Pubblicato mercoledì 20 Aprile 2016 alle 02:13 da Francesco

Per l'ennesima volta mi ritrovo a scrivere a notte fonda. Credo che il buio avvolga quello che il giorno nasconde e viceversa. Devo ancora comprendere bene se io sia il residuo di ciò che ero o se invece la mia attuale presenza abbia un carattere embrionale; forse sbaglio a incentrare la questione sul dualismo e così pago lo scotto della cultura occidentale in cui sono cresciuto.
Non mi considero esterofilo, non rincorro l'utopia di una pensione e invece di qualche certezza previdenziale preferirei che a me venissero concesse verità insondabili, inalienabili, ultraterrene. Riesco a mantenere le debite distanze senza che io debba compiere lo sforzo di allontanarmi da qualcosa o da qualcuno. Il futuro riserva quello che il passato getta nel suo calderone, però a volte non mi sembra proprio così. Vorrei seminare vento non per raccogliere tempesta, bensì le correnti ascensionali con cui accompagnare il volo liberatorio di un aliante celeste.
Gravito nella prosaicità dei bisogni primari, in mezzo ai detriti dei giorni che si adoperano per un senso comune, ma preferirei che la mia esistenza non avesse più a che fare col tempo, anche a costo di se stessa. Cosa c'è mai da capire che non si possa fraintendere?
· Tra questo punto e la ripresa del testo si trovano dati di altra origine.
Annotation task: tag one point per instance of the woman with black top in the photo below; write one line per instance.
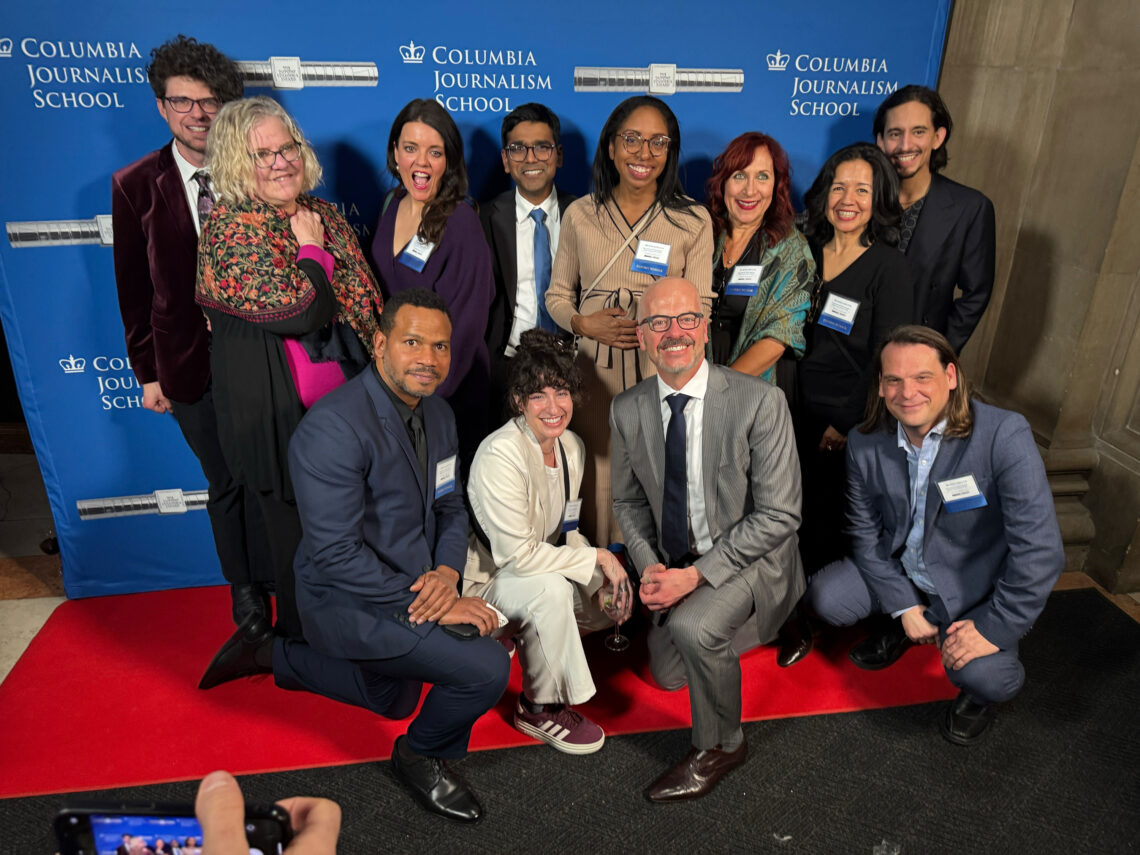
(864, 290)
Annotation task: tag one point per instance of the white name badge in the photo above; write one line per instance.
(961, 494)
(839, 314)
(571, 514)
(445, 477)
(744, 281)
(651, 258)
(416, 253)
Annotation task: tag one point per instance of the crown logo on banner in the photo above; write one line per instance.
(412, 53)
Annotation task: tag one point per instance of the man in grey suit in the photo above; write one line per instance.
(953, 529)
(709, 518)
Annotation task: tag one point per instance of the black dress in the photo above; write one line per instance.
(833, 379)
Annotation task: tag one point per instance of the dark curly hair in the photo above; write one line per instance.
(938, 114)
(186, 57)
(453, 187)
(886, 212)
(542, 359)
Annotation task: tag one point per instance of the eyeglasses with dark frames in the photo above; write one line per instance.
(633, 143)
(266, 157)
(180, 104)
(661, 323)
(518, 151)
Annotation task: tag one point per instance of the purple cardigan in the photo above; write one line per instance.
(458, 270)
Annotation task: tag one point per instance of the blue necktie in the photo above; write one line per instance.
(675, 501)
(543, 268)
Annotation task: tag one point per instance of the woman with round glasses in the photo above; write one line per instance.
(864, 291)
(530, 561)
(429, 236)
(292, 303)
(636, 226)
(762, 265)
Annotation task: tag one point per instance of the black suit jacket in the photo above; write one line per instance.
(156, 261)
(953, 244)
(499, 227)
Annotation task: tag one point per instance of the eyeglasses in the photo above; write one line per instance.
(633, 143)
(518, 151)
(661, 323)
(180, 104)
(266, 157)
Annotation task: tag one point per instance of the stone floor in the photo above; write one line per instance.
(31, 583)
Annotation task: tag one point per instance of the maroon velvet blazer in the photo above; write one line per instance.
(156, 255)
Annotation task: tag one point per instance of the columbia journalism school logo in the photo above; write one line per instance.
(30, 234)
(479, 79)
(657, 79)
(413, 54)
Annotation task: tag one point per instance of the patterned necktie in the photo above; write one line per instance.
(205, 198)
(675, 501)
(543, 268)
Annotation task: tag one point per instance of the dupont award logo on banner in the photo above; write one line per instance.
(67, 74)
(115, 385)
(479, 80)
(832, 86)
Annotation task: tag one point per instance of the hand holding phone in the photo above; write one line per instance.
(221, 811)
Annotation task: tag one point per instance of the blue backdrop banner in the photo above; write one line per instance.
(127, 494)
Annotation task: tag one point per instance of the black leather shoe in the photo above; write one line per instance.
(249, 599)
(247, 651)
(795, 640)
(697, 774)
(881, 649)
(434, 786)
(966, 721)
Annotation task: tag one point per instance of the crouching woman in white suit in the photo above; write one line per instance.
(529, 560)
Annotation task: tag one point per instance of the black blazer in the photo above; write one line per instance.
(953, 244)
(499, 227)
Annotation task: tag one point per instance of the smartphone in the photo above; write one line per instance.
(106, 828)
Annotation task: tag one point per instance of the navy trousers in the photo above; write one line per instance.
(467, 678)
(839, 596)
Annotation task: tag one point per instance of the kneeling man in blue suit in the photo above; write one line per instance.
(377, 570)
(953, 529)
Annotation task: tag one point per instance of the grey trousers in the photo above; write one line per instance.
(700, 646)
(839, 596)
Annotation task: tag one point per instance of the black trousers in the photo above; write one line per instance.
(235, 515)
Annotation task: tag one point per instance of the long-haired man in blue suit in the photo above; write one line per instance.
(953, 529)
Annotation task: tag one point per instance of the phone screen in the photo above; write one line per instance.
(124, 833)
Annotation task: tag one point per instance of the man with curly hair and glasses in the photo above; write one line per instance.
(159, 204)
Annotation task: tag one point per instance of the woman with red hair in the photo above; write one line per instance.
(762, 266)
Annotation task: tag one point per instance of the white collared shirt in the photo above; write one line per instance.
(186, 170)
(526, 301)
(694, 470)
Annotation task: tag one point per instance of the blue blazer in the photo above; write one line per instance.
(372, 524)
(994, 564)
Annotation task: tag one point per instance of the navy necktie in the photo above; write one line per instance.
(542, 268)
(675, 501)
(205, 198)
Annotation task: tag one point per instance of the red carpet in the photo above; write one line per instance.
(106, 697)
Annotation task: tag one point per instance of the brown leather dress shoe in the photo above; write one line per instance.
(697, 774)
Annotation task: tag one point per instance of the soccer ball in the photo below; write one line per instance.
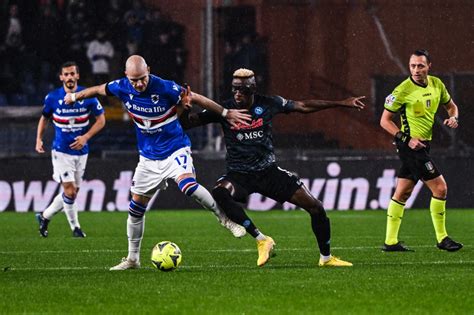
(166, 256)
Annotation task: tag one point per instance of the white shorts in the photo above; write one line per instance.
(68, 168)
(151, 175)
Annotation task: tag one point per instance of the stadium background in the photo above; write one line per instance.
(299, 49)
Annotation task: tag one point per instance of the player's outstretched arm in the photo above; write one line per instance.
(42, 123)
(93, 91)
(80, 141)
(233, 116)
(311, 106)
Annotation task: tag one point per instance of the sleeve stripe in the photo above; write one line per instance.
(448, 101)
(107, 91)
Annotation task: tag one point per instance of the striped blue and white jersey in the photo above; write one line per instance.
(71, 120)
(154, 114)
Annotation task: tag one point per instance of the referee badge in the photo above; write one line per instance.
(389, 100)
(429, 167)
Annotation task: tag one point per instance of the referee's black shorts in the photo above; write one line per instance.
(273, 182)
(416, 165)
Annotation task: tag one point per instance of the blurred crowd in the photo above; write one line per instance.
(36, 37)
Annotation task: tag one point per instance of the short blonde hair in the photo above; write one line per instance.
(243, 73)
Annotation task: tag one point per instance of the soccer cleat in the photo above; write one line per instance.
(448, 244)
(126, 264)
(399, 247)
(265, 250)
(43, 224)
(78, 232)
(334, 262)
(234, 228)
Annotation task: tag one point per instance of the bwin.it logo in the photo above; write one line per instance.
(258, 110)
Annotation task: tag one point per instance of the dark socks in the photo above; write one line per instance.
(322, 230)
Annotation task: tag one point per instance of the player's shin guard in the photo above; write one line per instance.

Mi sento lieve, però sono sempre troppo pesante: zavorra di carne, cellule nervose e, soprattutto, di elucubrazioni.
Non voglio cambiare il mondo perché quest'ultimo va bene così com'è e neanche mi preoccupo di precisare ciò che voglio dire davvero; d'altronde se ci provassi dovrei ammettere la possibilità di interloquire e, soprattutto, l'esistenza di un interlocutore: la metafisica mi affascina proprio per la sua impraticabilità e non mi pesa la sua insostenibile leggerezza.
"Dobbiamo parlare" è un imperativo che equivale a dire l'indicibile senza che di fatto sia udito e dunque si pone su un piano ontologico in netti termini di aseità: un plurale maiestatis nel quale manca persino il soggetto e, sia chiaro, questa sua mancanza è quella per antonomasia.
Posso anche concedermi il lusso di prendere una posizione per rimanere di fatto in quella da cui non mi sono mai mosso: se fossi il Sole l'eliocentrismo smentirebbe se stesso e se l'esistenza di Luigi XIV si fosse protrattra per altri ottant'anni anch'egli se ne sarebbe reso conto.